But many political commentators find this analytic mode as dissatisfying as the quant approach to electoral forecasting. They understand politics largely in narrative terms, and the stories they prefer revolve around the success or failure of a lead character, who is always the president of the United States. If they reach back to history, it won’t be in any systematic way, but to tell stories of president Reagan drinking cocktails with Tip O’Neill, or Lyndon Johnson looming over a hapless member in a threatening fashion.We talk a lot about journalists and narrative but we don't mean narrative of the Twentieth Century sense of The Sound and the Fury or Rashomon. For the past hundred and twenty years or so, the vast majority of serious narrative art has been multidimensional and open-ended. There is often no objective truth. New information often only adds to the ambiguity. By the second half of the Twentieth Century, this type of narrative had also become common (prevalent?) in popular culture where characters like Lew Archer, George Smiley, Matthew Scudder, and even comic book superheroes faced ambiguous, morally and ethically murky landscapes that owed more to Joseph Conrad than to the Strand Magazine.

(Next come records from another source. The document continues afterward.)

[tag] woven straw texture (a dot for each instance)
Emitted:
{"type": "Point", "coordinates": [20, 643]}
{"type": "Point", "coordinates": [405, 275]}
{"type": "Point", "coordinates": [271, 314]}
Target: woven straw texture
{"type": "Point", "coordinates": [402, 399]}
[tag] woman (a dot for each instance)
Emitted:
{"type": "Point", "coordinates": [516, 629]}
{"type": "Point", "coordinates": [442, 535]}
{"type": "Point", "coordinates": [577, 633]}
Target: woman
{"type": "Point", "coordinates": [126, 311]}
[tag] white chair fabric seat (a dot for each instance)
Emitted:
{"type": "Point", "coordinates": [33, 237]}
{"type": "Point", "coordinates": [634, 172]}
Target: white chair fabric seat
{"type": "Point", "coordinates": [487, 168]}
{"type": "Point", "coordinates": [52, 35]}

When we talk about narrative in connection with today's journalists, we're generally using the term in a much older sense associated with a Trollope novel or a well-made play. Events follow a nice, clean causal chain. Moral issues are unambiguous and usually fairly obvious. Characters tend to be simple and fairly static except for some well-defined arcs and the occasional epiphany. All of which adds up to a final, objective truth.
Human beings think in terms of narrative. It's how we're wired and it's served us pretty well so far. The trouble is the narratives that dominate journalism today are excessively simplistic and journalists have an increasing tendency to converge mindlessly on whichever one seems to be the consensus opinion and to cling to it no matter how much evidence builds up against it.